Because the manuscript was not complete, it’s likely that Cugat based his design on a conversation with Perkins about Fitzgerald’s working text, then titled Among the Ash Heaps and Millionaires, and a description of one of the books settings – a “valley of ashes” where “About half way between West Egg and New York the motor road hastily joins the railroad and runs beside it for a quarter of a mile, so as to shrink away from a certain desolate area of land.” In one of these early design proposals, the valley of ashes is presided over by several small faceless eyes and lips floating like clouds. It seems likely that this early draft inspired Fitzgerald to create his own eyes above the desolate landscape in the form of the Eckleburg billboard. As Cugat’s design developed, he focused more on those floating eyes that seem to have enthralled Fitzgerald. The landscape became more abstract and the country road way was abandoned in favor of a cityscape that recalls the glowing lights of Times Square and Coney Island.

Early sketches by Francis Cugat for the cover of The Great Gatsby (images: USC)

Although it seems likely that the billboard really is the manifestation of Cugat’s eyes, without any definitive proof it remains something of an open question. Scribner cites another theory for “those who still find the derivation troublesome” –  that the cover image was actually integrated into the text as Nick Carraway’s vision of Daisy as the “girl whose disembodied face floated along the dark cornices and blinding signs….”

With a big Hollywood movie now in theaters, some recent printings of the book have abandoned the classic cover in favor of one that ties in more closely with the film. So high school students working their way through the summer reading list this year will be hard pressed to find a copy without Leondardo DiCaprio standing front and center among the movie’s beautiful cast and art deco ornamentation. While the new cover is controversial among readers and retailers, Scribner himself enjoys it. In a recent letter to The New York Times, he wrote, ”I confess to liking the Leonardo DiCaprio cover, too (the new movie tie-in).

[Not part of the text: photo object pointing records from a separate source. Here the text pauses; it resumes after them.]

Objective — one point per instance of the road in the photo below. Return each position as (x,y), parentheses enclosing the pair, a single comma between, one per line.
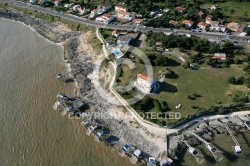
(87,22)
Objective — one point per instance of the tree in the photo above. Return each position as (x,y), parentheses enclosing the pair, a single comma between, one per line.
(248,32)
(232,11)
(247,81)
(228,45)
(161,60)
(232,80)
(209,61)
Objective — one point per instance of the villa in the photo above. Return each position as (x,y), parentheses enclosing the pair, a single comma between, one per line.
(124,40)
(180,9)
(93,13)
(125,16)
(173,22)
(220,56)
(57,2)
(106,18)
(188,23)
(202,25)
(120,8)
(115,33)
(145,83)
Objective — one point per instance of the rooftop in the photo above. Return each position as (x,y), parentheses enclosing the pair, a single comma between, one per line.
(144,77)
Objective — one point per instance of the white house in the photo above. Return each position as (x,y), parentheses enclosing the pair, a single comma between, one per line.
(202,25)
(106,18)
(57,2)
(124,40)
(126,16)
(33,1)
(68,5)
(120,8)
(209,19)
(145,83)
(115,33)
(93,13)
(213,7)
(188,23)
(220,56)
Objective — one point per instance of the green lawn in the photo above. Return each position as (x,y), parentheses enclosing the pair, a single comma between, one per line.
(224,143)
(210,83)
(240,8)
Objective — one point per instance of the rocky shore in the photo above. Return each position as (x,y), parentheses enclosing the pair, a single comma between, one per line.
(87,99)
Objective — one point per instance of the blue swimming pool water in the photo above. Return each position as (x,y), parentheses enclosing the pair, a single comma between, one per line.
(117,52)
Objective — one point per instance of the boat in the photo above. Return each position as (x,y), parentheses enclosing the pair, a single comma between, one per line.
(151,161)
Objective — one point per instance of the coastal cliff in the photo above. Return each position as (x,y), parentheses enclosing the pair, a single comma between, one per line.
(82,66)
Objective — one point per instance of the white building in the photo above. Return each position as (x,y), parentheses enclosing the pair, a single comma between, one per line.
(33,1)
(124,40)
(68,5)
(145,83)
(106,18)
(202,25)
(126,16)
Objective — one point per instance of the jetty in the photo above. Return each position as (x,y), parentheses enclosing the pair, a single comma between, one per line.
(237,148)
(199,158)
(216,153)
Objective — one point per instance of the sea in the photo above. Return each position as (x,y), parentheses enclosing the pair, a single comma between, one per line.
(31,132)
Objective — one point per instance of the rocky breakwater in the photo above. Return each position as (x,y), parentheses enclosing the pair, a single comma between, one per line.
(207,130)
(120,132)
(48,30)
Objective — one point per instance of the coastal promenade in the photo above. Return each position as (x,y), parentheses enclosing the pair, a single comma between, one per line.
(88,22)
(152,128)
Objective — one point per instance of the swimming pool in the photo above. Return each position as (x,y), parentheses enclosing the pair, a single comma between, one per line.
(118,53)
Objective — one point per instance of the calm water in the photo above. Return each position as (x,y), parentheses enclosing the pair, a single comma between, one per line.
(31,132)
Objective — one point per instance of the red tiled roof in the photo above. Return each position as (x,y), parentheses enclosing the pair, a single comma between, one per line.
(115,32)
(219,57)
(180,9)
(187,22)
(201,13)
(144,77)
(202,24)
(173,22)
(121,7)
(123,13)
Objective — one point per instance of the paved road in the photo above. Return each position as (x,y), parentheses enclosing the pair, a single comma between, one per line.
(121,27)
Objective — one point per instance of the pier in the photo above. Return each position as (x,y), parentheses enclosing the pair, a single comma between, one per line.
(199,158)
(216,153)
(237,148)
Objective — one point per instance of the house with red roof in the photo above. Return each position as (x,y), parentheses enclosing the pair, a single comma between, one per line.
(188,23)
(220,56)
(173,22)
(121,8)
(145,83)
(202,25)
(115,33)
(180,9)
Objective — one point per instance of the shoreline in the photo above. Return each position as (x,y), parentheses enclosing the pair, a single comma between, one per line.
(90,96)
(75,57)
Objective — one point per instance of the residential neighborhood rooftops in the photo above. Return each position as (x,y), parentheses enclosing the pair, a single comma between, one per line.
(202,24)
(180,9)
(187,22)
(144,77)
(201,13)
(173,22)
(125,38)
(121,12)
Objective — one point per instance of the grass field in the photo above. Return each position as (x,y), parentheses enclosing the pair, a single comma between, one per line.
(240,10)
(224,143)
(210,83)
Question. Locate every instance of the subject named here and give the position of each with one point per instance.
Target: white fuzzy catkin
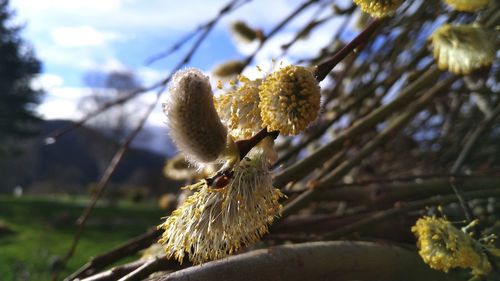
(192, 119)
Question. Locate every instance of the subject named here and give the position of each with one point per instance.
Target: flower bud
(239, 109)
(192, 119)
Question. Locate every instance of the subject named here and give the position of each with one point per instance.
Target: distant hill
(76, 160)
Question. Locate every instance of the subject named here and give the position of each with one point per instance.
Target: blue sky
(72, 38)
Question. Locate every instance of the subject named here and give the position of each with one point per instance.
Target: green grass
(44, 228)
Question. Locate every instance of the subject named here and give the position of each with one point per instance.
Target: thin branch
(327, 66)
(304, 166)
(399, 122)
(103, 182)
(314, 261)
(129, 248)
(466, 150)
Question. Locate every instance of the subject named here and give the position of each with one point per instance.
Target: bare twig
(304, 166)
(466, 150)
(379, 140)
(339, 260)
(228, 8)
(327, 66)
(129, 248)
(405, 208)
(103, 182)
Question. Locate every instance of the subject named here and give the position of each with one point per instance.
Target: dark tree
(18, 65)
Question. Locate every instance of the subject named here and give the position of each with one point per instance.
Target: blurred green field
(43, 230)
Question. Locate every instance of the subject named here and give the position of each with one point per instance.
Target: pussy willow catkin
(192, 119)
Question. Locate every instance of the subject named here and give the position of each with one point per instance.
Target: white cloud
(57, 108)
(81, 36)
(47, 81)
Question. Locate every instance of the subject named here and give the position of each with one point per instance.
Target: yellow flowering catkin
(192, 119)
(239, 109)
(379, 8)
(462, 49)
(467, 5)
(443, 246)
(214, 223)
(289, 100)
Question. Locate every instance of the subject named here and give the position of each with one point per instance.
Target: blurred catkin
(462, 49)
(468, 5)
(379, 8)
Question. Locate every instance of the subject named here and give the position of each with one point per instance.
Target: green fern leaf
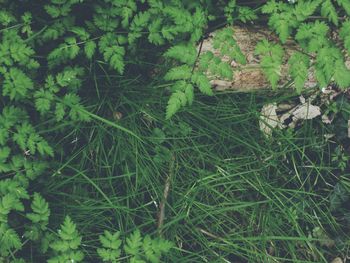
(114, 56)
(328, 10)
(183, 72)
(298, 69)
(133, 244)
(341, 75)
(346, 5)
(182, 53)
(111, 246)
(304, 9)
(313, 36)
(89, 49)
(9, 239)
(189, 92)
(345, 34)
(271, 60)
(16, 84)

I would not be ashamed to be seen reading it on the subway, but then I’m a Gemini.”

Although there have been many covers since its first publication in 1925, today, none are more suited to The Great Gatsby than the celestial eyes of Francis Cugat, so perfectly do the image and text seem align. Perhaps its appropriate that the true meaning of the celestial eyes remain somewhat mysterious. After all, if I remember my own summer reading of The Great Gatsby, the eyes of Doctor T.J. Eckleburg ultimately serve as a reminder that signs are devoid of any meaning save that which we give them.